My original task: Using Trello API, get data through HTTP GET requests. Run requests and process responses asynchronously, if possible. The API provider uses "https://" URL I access to with some key and token.
Tools I used:
requests
library (just
imported without installation)grequests
library (installed via pip
from this git repo)Original task result: Only requests
library worked, I've got Trello API's response, great. grequests
library was failing with status_code = 302.

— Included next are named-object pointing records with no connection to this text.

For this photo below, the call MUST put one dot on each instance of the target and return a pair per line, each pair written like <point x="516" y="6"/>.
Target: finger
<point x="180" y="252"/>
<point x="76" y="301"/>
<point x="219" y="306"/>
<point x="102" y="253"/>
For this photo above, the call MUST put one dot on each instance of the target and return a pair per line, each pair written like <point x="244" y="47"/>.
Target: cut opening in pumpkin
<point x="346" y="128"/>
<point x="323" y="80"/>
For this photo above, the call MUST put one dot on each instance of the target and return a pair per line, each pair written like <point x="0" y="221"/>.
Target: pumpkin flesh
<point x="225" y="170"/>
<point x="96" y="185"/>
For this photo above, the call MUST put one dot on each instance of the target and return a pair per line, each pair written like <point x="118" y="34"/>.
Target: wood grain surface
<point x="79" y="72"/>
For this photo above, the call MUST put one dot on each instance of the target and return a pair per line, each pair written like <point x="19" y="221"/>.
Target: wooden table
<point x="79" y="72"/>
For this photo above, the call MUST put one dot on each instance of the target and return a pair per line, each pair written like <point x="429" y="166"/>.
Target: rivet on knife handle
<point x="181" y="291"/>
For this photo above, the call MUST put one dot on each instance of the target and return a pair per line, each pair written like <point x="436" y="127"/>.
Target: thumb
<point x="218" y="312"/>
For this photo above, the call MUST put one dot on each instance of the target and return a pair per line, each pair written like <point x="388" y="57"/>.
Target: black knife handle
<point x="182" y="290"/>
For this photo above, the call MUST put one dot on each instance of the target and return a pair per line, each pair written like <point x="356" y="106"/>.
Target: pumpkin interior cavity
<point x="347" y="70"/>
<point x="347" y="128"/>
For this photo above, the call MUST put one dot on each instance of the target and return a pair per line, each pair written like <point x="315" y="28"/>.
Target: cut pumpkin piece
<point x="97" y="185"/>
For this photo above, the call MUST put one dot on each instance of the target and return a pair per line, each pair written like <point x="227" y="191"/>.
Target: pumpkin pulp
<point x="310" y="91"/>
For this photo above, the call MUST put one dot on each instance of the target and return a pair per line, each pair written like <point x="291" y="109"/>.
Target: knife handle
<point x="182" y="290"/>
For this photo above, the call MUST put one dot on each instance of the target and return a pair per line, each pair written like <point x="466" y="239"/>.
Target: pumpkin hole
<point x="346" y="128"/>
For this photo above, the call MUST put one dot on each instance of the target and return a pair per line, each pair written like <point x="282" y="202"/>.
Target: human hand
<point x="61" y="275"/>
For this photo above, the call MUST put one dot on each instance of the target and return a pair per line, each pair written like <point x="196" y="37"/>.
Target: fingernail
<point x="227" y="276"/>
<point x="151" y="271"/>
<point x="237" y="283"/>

I tried to understand why it happens and wrote two reproducible scripts.
Script A : requests
library used:
import requests
urls = [
"https://www.google.com",
"https://www.facebook.com/",
"http://www.facebook.com/",
"http://www.google.com",
"http://fakedomain/",
"http://python-tablib.org"
]
# Run requests:
for url in urls:
print requests.get(url).status_code
Console output A (having some exception because of http://fakedomain/
) :
200
200
200
200
Traceback (most recent call last):
File "req.py", line 14, in <module>
print requests.get(url).status_code
File "D:\python\lib\site-packages\requests\api.py", line 69, in get
return request('get', url, params=params, **kwargs)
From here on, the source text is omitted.